PRD GIFT Winner AEJMC-PRD 2019
Editorial Record: Submitted to AEJMC-PRD GIFT Competition by Feb. 22, 2019. A blind copy was peer reviewed by the PRD Teaching Committee, led by Chair Brigitta Brunner, and selected as a Top GIFT. First published online on August 17, 2019.
Author

Janis Teruggi Page, University of Illinois at Chicago
Rationale
CSR communications have become an increasing responsibility for PR practitioners, as corporations have now recognized CSR as essential to their operations and their reputations. This lesson is designed to prepare students for this growing, essential practice in corporate public relations through analyzing industry research to find gaps between the “good works” companies perform and their “good works” reputation among the general population—gaps that can be filled through the use of strategic communication. According to the Reputation Institute:
Corporate social responsibility (CSR) is a highly important driver of reputation. Although companies are increasingly becoming more sustainable, the public often does not know or recognize a company’s CSR commitment. Consequently, a company’s actual and perceived CSR is frequently misaligned. Aligning CSR minimizes reputational risks and can improve reputation significantly. (Verheij, 2017, p. 1)
Student Learning Goals
By engaging in this assignment, students will understand that a strategic CSR program is only as strong as a company’s ability to communicate its strengths, values, and impacts to a wide array of internal and external stakeholders. They will diagnose the need for a CSR communication strategy by evaluating gaps between performance and reputation. They will also gain insight on excellence in CSR communication by evaluating communication tactics of high-performing companies with high-perceived reputations. Guided by this research process, they will recommend a strategic communication plan to support CSR engagement to close the reputation gap between public reception and reality.
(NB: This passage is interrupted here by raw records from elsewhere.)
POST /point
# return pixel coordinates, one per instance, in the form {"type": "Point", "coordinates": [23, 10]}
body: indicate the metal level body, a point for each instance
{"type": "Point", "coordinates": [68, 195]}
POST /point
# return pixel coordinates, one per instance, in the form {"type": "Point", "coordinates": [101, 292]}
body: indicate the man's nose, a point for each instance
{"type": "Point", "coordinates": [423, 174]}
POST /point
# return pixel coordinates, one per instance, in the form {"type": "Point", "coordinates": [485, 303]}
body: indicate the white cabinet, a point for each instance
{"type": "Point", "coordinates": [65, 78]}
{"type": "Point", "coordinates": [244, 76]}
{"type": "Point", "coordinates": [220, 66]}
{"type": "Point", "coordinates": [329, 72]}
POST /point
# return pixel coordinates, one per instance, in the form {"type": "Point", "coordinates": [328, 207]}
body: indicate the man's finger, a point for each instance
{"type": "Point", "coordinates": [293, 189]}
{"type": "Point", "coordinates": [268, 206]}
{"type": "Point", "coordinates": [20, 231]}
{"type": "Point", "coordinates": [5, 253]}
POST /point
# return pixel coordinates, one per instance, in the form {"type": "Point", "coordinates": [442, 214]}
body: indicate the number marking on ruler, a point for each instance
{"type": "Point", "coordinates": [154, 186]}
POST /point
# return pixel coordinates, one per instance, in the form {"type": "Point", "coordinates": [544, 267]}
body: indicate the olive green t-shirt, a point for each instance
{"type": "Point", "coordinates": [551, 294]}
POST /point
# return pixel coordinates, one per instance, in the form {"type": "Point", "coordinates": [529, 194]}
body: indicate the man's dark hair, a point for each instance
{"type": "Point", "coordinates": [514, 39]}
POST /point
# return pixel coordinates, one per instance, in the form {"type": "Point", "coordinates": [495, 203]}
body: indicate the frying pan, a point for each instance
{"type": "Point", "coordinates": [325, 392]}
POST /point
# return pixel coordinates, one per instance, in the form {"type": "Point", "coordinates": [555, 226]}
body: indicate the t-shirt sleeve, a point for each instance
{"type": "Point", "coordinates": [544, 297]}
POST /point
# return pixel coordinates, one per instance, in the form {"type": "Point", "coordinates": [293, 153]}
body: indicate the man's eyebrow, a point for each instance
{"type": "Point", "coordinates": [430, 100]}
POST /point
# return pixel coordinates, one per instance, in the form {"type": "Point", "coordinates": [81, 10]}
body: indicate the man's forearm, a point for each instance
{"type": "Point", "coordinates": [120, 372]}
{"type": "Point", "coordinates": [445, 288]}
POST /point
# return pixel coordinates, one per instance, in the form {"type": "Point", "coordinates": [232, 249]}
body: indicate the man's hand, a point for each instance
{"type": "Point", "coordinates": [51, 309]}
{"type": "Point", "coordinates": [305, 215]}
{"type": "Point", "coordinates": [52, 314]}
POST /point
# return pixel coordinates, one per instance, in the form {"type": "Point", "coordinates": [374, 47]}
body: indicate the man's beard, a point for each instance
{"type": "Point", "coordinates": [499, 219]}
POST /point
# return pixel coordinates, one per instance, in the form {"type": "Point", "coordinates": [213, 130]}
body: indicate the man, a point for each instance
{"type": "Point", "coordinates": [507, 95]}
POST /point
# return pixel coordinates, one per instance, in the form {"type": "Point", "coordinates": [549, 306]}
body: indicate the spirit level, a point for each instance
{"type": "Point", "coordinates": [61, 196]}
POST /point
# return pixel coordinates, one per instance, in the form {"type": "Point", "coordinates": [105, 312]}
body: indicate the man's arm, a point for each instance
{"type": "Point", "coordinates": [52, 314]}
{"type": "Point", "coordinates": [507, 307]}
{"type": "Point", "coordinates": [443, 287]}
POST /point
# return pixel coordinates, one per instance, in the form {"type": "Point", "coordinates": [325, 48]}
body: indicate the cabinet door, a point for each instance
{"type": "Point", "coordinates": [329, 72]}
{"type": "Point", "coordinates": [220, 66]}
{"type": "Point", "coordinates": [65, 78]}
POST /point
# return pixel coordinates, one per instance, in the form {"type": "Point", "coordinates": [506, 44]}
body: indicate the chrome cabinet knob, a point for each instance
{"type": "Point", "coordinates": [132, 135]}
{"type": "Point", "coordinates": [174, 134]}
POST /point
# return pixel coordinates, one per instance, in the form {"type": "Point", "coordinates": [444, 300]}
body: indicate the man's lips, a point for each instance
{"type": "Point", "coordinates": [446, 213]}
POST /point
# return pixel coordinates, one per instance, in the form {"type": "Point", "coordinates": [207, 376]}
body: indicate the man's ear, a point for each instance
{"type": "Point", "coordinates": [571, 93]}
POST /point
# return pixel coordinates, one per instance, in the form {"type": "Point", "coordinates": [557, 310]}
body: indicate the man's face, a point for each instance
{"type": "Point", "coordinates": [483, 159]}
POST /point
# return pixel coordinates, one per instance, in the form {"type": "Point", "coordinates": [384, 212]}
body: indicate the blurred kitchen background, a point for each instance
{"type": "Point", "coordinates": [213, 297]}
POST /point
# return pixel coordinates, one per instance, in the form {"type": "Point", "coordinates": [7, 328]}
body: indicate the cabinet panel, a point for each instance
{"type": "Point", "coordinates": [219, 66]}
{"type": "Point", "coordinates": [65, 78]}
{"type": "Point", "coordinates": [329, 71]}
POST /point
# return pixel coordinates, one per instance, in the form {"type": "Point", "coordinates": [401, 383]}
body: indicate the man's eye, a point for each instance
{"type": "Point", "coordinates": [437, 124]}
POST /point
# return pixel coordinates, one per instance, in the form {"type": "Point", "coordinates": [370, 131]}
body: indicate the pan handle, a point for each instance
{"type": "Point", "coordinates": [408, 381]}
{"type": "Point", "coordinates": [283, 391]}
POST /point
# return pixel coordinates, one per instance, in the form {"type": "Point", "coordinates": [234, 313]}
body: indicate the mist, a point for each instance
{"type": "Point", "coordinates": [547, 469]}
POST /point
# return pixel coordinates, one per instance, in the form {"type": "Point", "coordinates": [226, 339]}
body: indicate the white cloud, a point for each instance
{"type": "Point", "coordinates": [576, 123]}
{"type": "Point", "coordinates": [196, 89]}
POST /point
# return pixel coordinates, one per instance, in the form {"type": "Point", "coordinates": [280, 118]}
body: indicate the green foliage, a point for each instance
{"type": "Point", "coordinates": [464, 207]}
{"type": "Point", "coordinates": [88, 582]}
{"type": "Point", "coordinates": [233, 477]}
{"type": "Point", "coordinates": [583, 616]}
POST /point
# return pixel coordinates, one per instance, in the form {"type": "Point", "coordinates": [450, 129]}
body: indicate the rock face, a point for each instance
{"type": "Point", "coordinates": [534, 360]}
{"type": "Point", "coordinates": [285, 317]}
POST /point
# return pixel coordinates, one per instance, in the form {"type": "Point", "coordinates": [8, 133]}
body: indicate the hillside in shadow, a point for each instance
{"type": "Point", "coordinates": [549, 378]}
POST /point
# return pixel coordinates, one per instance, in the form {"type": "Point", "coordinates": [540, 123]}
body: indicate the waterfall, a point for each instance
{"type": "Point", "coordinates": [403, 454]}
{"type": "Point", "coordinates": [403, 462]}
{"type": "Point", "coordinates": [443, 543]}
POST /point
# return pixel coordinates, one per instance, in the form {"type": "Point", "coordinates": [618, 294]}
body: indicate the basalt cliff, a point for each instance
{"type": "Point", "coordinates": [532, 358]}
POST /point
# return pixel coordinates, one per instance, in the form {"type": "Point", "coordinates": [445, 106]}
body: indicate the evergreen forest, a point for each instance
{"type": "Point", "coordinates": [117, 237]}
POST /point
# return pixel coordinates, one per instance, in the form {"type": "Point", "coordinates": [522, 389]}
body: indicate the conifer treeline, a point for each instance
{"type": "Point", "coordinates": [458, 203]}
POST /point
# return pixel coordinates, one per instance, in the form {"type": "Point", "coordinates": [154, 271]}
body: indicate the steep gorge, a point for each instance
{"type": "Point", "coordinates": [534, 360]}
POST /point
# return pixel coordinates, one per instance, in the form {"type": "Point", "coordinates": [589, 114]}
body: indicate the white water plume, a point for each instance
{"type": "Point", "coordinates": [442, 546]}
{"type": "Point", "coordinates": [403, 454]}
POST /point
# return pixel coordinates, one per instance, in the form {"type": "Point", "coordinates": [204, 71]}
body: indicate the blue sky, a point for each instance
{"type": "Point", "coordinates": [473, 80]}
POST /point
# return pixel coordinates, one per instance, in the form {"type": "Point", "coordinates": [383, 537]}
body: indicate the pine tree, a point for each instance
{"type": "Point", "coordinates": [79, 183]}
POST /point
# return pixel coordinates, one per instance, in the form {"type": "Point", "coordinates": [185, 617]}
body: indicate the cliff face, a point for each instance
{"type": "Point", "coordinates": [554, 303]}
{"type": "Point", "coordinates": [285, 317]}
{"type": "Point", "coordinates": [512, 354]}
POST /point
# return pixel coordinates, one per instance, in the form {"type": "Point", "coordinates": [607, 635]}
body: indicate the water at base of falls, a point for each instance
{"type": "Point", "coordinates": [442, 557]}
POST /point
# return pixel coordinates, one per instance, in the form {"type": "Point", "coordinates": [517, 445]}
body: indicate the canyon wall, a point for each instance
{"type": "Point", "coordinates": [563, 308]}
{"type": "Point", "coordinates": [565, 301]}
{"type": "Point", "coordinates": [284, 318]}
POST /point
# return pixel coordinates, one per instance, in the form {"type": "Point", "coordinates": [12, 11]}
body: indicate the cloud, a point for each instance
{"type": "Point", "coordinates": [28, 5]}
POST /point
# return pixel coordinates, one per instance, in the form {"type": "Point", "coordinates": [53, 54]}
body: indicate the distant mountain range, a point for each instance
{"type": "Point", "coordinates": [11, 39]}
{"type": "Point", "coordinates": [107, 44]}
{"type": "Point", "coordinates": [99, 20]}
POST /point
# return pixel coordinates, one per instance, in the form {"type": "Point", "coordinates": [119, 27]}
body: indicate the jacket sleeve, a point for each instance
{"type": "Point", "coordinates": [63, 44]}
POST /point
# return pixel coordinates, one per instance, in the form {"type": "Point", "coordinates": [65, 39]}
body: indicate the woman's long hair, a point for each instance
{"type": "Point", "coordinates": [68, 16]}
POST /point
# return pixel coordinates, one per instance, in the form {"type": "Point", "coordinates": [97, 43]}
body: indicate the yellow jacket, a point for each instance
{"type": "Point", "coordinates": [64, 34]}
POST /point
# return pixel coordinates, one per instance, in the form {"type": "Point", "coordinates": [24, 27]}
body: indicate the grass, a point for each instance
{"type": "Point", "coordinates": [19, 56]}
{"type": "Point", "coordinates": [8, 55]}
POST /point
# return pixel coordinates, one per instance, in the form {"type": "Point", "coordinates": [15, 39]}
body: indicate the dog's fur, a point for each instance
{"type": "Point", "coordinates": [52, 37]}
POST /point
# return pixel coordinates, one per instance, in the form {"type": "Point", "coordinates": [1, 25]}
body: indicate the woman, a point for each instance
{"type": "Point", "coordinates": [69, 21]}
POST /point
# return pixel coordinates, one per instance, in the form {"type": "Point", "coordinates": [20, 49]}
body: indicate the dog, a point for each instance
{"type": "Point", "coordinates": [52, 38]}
Connection to Public Relations Theory
This lesson connects to relationship management theory. An organization’s survival depends on mutually beneficial relationships between the organization and its publics. According to Ledingham (2003), “Successful organization-public relationships develop around common interests and shared solutions to common problems” (p. 188). Among the relational factors is trust that the organization lives its values. Consumers consider CSR efforts when judging the reputation of a company, and CSR is a key public relations tool for communicating norms and gaining legitimacy (Aksak, Ferguson, & Duman, 2016). CSR engagement, when done correctly, is tied to the purpose and values of the corporation and should be communicated accordingly. Recognizing and addressing a misalignment of actual and perceived CSR is one means for corporations to build a sustained and authentic relationship with its publics.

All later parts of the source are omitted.